Claudia Pasquale
- Full name: Claudia Roshardt-Pasquale
- Country (sports): Switzerland
- Born: 22 May 1963 (age 62)

Singles
- Career record: -

Grand Slam singles results
- French Open: 2R (1983)
- Wimbledon: 4R (1981)
- US Open: 2R (1982)

Doubles
- Career record: -

= Claudia Pasquale =

Swiss tennis player

Claudia Roshardt-Pasquale (born 22 May 1963) is a retired professional tennis player from Switzerland.

==Biography==
===Tennis career===
Pasquale played in three Federation Cup ties for Switzerland. She debuted in Switzerland's quarterfinal loss to the USSR in the 1979 Federation Cup and lost her singles match to Natasha Chmyreva in three sets. In the 1980 competition, she featured in a 3–0 whitewash over Greece in the first round, then sat out of the action as Switzerland made it to the semifinals. She was recalled for the opening rubber of the semifinal against the United States, replacing Isabelle Villiger, but was unable to trouble Andrea Jaeger, and Switzerland was beaten easily in the tie.

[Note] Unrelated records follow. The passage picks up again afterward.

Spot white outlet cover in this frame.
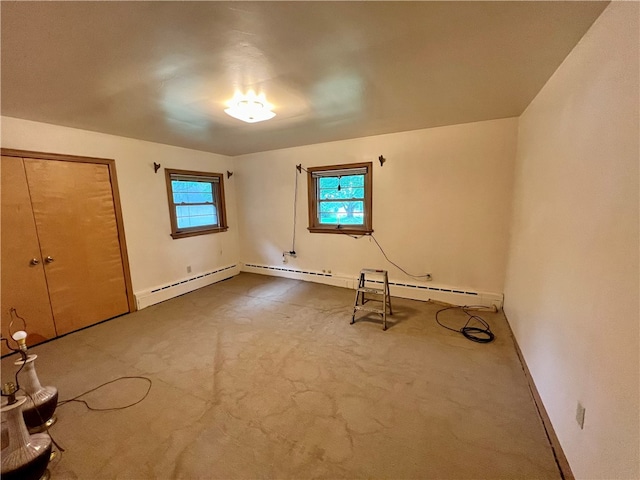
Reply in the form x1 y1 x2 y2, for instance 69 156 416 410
576 402 586 430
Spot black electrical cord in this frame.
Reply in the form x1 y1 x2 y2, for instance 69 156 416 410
369 233 431 278
436 305 496 343
58 376 153 412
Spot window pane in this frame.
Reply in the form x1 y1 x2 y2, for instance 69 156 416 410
173 190 213 204
340 175 364 188
176 205 218 228
318 177 338 188
318 201 364 225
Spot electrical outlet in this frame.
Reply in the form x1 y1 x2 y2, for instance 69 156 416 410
576 402 586 430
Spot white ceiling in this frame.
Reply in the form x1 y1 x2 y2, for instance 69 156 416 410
1 1 608 155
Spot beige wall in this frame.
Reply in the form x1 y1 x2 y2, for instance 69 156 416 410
505 2 640 479
236 118 517 293
1 117 240 293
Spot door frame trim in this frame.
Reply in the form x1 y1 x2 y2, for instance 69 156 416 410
0 148 137 313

Her most notable performance on tour was reaching the fourth round of the 1981 Wimbledon Championships as a qualifier. Having received a bye in the opening round, Pasquale started with a second round win over Kathy Rinaldi, who had earlier become the youngest player to win a Wimbledon match, at 14. In the third round she upset 11th seed Dianne Fromholtz, then was eliminated by eventual champion Chris Evert Lloyd 6–0, 6–0 to end her run.

===Personal life===
Now known by her married name Roshardt, she has two sons who competed in tennis. The eldest Robin won the Orange Bowl in 2005 and made two main draw appearances at the Swiss Open Gstaad. Younger son Luca played on the international juniors circuit.